Scientific classification
- Kingdom: Animalia
- Phylum: Mollusca
- Class: Gastropoda
- Superorder: Hygrophila
- Family: Lymnaeidae
- Genus: Radix
- Species: R. natalensis
- Binomial name: Radix natalensis (Krauss, 1848)
- Synonyms: See list

= Radix natalensis =

- Authority: (Krauss, 1848)
- Conservation status: LC
- Synonyms: See list

Species of gastropod

Radix natalensis is a species of freshwater snail, an aquatic gastropod mollusc in the family Lymnaeidae.

This species occurs widely in Africa. It is a major intermediate host for Fasciola gigantica in Africa. Placement of this species in the genus Radix was confirmed by Correa et al. (2010).

== Distribution ==
Radix natalensis is a widespread species in Africa, occurring from northern Africa to southern Africa:

- Northern Africa: Algeria, Tunisia, Egypt, Sudan. There are also findings of distribution of Radix natalensis in Algeria 8–10,000 years ago. In Egypt it has been detected in water bodies of the Nile Delta.
- Western Africa: Benin, Burkina Faso, Côte d'Ivoire, Gambia, Ghana, Guinea, Guinea-Bissau, Liberia, Mali, Niger, Nigeria and Senegal,
- Eastern Africa: Burundi, Djibouti, Eritrea, Ethiopia, Kenya, Malawi, Mozambique, Somalia, Tanzania, Uganda, Zambia and Zimbabwe.
- Central Africa: Angola, Cameroon, Central African Republic, Chad, Democratic Republic of the Congo, Republic of the Congo, Equatorial Guinea and Gabon.
- Southern Africa: Botswana, Namibia, South Africa and Zimbabwe.
- Madagascar

The type locality is in "pools in Port Natal", which today is Durban, South Africa.

== Description ==
Radix natalensis was described by the German scientist and traveller Christian Ferdinand Friedrich Krauss in 1848.
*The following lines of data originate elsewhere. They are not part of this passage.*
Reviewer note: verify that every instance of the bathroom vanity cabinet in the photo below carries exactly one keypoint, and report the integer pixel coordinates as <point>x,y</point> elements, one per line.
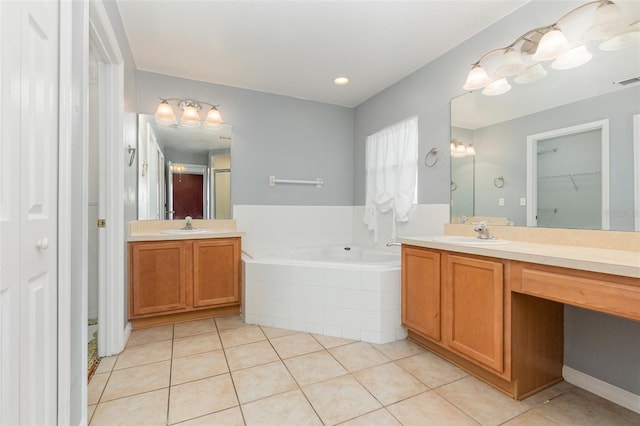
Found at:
<point>180,280</point>
<point>461,307</point>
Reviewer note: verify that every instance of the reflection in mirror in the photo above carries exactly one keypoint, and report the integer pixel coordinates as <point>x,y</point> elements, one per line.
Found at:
<point>183,171</point>
<point>606,88</point>
<point>462,176</point>
<point>568,186</point>
<point>462,187</point>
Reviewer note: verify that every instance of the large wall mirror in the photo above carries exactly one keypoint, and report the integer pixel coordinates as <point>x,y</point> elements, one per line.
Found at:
<point>183,171</point>
<point>558,152</point>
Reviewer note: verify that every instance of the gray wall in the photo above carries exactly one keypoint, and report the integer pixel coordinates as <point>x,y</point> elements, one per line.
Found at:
<point>272,136</point>
<point>426,93</point>
<point>498,155</point>
<point>603,346</point>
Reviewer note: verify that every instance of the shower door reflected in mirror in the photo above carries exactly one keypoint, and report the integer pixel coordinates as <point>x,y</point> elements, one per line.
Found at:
<point>197,158</point>
<point>462,186</point>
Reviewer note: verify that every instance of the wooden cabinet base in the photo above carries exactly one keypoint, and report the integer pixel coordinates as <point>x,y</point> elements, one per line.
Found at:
<point>152,321</point>
<point>511,388</point>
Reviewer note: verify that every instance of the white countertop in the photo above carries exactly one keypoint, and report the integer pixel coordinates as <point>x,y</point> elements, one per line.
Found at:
<point>615,262</point>
<point>156,230</point>
<point>157,236</point>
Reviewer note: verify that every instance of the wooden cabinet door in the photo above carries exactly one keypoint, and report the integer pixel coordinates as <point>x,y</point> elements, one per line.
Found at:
<point>421,291</point>
<point>216,272</point>
<point>159,277</point>
<point>474,309</point>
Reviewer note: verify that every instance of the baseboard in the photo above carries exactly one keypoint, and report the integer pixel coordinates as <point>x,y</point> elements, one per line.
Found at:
<point>607,391</point>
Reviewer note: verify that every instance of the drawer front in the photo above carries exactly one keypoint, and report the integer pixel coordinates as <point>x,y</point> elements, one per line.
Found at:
<point>608,296</point>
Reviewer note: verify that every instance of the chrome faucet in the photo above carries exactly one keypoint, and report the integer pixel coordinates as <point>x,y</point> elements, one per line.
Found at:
<point>483,231</point>
<point>188,226</point>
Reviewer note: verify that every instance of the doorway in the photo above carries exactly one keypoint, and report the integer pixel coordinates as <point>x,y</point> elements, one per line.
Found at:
<point>187,191</point>
<point>93,210</point>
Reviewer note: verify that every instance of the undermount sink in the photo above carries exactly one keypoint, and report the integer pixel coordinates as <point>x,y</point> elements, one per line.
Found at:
<point>468,241</point>
<point>187,231</point>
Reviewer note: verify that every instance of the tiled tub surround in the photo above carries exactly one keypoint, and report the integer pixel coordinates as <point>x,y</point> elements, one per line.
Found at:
<point>345,301</point>
<point>272,227</point>
<point>350,300</point>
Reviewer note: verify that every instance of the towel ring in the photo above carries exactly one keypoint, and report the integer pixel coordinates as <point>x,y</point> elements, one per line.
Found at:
<point>431,159</point>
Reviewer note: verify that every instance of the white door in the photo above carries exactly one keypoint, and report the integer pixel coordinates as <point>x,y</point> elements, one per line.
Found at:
<point>28,211</point>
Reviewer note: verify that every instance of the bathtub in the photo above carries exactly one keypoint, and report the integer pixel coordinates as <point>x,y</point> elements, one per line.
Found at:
<point>342,291</point>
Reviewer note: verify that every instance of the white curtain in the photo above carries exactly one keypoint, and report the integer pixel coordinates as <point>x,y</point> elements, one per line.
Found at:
<point>392,170</point>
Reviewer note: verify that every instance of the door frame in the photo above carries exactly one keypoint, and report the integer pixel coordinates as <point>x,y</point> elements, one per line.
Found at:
<point>636,168</point>
<point>77,21</point>
<point>111,313</point>
<point>532,166</point>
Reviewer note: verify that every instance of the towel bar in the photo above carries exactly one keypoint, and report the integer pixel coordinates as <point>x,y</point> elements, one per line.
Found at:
<point>318,182</point>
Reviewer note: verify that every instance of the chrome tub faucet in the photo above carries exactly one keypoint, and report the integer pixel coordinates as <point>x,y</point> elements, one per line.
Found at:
<point>188,226</point>
<point>483,231</point>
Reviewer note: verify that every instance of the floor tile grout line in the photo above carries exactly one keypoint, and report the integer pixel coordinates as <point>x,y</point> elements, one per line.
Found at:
<point>235,389</point>
<point>529,408</point>
<point>304,395</point>
<point>173,338</point>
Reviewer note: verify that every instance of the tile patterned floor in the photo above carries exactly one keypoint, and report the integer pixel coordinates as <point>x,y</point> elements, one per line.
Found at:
<point>223,372</point>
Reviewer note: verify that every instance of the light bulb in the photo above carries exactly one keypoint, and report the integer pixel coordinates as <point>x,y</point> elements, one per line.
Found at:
<point>214,119</point>
<point>164,114</point>
<point>511,63</point>
<point>572,59</point>
<point>190,117</point>
<point>551,45</point>
<point>476,79</point>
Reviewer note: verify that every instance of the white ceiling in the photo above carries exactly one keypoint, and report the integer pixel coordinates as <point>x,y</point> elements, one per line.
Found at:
<point>296,48</point>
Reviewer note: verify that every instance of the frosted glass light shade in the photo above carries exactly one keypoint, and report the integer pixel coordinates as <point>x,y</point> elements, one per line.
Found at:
<point>572,59</point>
<point>628,38</point>
<point>190,117</point>
<point>496,88</point>
<point>533,73</point>
<point>214,119</point>
<point>511,63</point>
<point>608,21</point>
<point>551,45</point>
<point>164,114</point>
<point>476,79</point>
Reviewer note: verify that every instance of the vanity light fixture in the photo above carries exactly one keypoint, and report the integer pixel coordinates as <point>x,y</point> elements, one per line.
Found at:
<point>565,42</point>
<point>460,149</point>
<point>190,113</point>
The shape of the shell is elongate ovoid. The shell is colorless or light brown in color. The height of the aperture covers about 3/4 of the shell height. The lip of the aperture is thin and sharp. The umbilicus is closed. The width of the shell is about 5.75–7 mm. The height of the shell is 4.6–19.2 mm.

| Drawing of apertural and abapertural view of the shell of Radix natalensis from its original description by Christian Ferdinand Friedrich Krauss in 1848. | Drawing of lateral view of the shell. |

The reproductive system and radula was described by Wright (1963) in detail.

== Ecology ==
Radix natalensis lives in permanent water bodies. They prefer clear, slow-running water with low salinity and abundant vegetation. An estimated density of Radix natalensis in a natural habitat in Tanzania was 34 snails per m². The snails lived mainly in the shallow water in depths of 0–4 cm, mainly between 20–30 cm from the shoreline. They prefer plant detritus or bedrock as a substrate.
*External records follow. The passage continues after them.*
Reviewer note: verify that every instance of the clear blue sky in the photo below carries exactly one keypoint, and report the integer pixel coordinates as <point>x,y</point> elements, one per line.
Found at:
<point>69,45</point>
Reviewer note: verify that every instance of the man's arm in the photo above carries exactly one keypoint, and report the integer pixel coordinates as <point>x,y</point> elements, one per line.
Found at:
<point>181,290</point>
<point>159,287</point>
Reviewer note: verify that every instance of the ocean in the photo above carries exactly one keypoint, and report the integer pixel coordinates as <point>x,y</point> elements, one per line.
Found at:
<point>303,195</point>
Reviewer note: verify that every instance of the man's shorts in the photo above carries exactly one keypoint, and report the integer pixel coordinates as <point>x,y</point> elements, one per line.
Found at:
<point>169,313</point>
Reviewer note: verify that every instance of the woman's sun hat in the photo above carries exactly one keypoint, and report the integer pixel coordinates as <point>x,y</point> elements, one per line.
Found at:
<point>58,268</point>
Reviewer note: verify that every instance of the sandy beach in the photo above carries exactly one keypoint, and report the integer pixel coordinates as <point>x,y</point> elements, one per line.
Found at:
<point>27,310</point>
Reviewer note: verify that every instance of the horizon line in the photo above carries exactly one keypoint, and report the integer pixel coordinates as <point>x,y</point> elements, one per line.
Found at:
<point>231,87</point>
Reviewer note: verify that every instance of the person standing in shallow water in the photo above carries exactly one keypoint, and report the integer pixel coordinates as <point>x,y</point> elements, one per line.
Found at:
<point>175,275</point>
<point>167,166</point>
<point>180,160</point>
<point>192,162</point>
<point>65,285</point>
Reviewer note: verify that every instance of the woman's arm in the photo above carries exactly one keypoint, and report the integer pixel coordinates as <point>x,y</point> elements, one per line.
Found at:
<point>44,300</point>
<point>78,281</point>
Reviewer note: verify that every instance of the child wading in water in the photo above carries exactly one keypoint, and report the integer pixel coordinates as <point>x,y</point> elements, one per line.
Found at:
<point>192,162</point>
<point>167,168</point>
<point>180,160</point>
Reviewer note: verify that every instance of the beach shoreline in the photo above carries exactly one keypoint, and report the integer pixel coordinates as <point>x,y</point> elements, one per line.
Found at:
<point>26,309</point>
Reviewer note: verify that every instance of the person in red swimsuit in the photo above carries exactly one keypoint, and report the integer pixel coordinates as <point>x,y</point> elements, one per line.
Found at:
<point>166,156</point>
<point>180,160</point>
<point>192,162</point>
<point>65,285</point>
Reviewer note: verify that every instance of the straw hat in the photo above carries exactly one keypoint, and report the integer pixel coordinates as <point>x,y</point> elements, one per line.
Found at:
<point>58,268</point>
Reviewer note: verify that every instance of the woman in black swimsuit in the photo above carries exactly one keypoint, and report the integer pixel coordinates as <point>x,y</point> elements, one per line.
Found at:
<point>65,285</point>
Laboratory experiments have shown that some larger snails of Radix natalensis can survive on a wooden surface without water for up to 21 days. Some smaller snails of Radix natalensis have survived desiccation on a soil surface up to 60 days on "black" soil. Some smaller snails of Radix natalensis were able to survive for up to 90 days on soil among sedges (Cyperus) or in the "black" soil exposed to sun or in the soil with stones.

== Parasites ==
This species has been found to be an intermediate host of both Fasciola hepatica and Fasciola gigantica. Overall, rates of snail infection vary between 10% and 40%. The highest infection rate was found to be in summer and this may be a factor responsible for lowering snail density in this season.
Parasites of Radix natalensis include:
- Fasciola hepatica
- Fasciola gigantica
- Trichobilharzia sp.
- some cercaria from Echinostomatidae
- some xiphidiocercaria from Plagiorchiidae
- four trematode larvae in Zambia

Predators of Radix natalensis include leeches Helobdella nilae and Alboglossiphonia conjugata.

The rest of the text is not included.